Virginia Republicans Visit Mosque to Address Concerns | NBC4 Washington

Julie Carey, David Culver and the News4 team covering where you live

Virginia Republicans Visit Mosque to Address Concerns

    processing...

    NEWSLETTERS

    Many Muslims in the D.C. area are nervous about how President-elect Donald Trump will affect the community. News4's Chris Gordon reports from Sterling, Virginia. (Published Friday, Nov. 11, 2016)

    As Muslims worry about how the election of Donald Trump will affect them, Republican leaders visited a mosque on Friday in Sterling, Virginia.

    The All Dulles Area Muslim Society, aka The Adams Center, invited Virginia state Republicans to join their afternoon prayer services.

    "We wanted to really address the anxiety that we know the Muslim community in our area has," newly reelected Rep.
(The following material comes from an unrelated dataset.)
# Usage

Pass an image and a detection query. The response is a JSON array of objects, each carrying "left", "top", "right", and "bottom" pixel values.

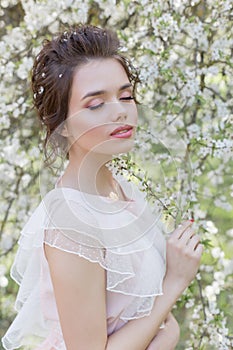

Barbara Comstock said.

    John Whitbeck, chairman of the Republican Party of Virginia, said he wanted to share a message of freedom.

    "One of the things they need to hear from me is that the Virginia Republican party values religious liberty and we stand with them, and they're part of this community too," he said.

    Many attendees of the mosque, which is one of the largest in the D.C. region, said they worry that Trump will ban Muslims from entering the country.

    During the campaign, Trump said that if elected he would enact a "total and complete shutdown of Muslims entering the United States until our country's representatives can figure out what the hell is going on."

    After facing backlash, he repackaged the proposal to describe a suspension of immigration "from terror-prone regions where vetting cannot safely occur."

    Comstock and Whitbeck said they believed that Trump had changed his position on a Muslim ban.

    "I think he himself has changed that," Comstock said. "What I am saying and what I have said is that that is not constitutional and it's really un-American."

    Whitbeck also rejected any ban on Muslims entering the country.

    "The Virginia Republican Party is the party of religious liberty. We don't support banning Muslims in the United States of America," he said.

    Some attendees of the mosque said they still were nervous that Trump would exclude Muslims.

    "I'm still anxious. I'm eager to see what Mr. Trump is going to do next," Northern Virginia resident Abhi Kunjumol said.

    Northern Virginia resident Jafar Imam said he was particularly concerned about whether Trump would keep out Syrians, "those who are suffering enormously."

    "He will not allow a single Syrian refugee coming to United States," Imam said.

    Rizwan Jaka, the board chairman of The Adams Center, called for unity.

    "We call for peace among all peoples, that we come together in healing as a nation. We send our greetings of peace to President-elect Donald Trump," he said.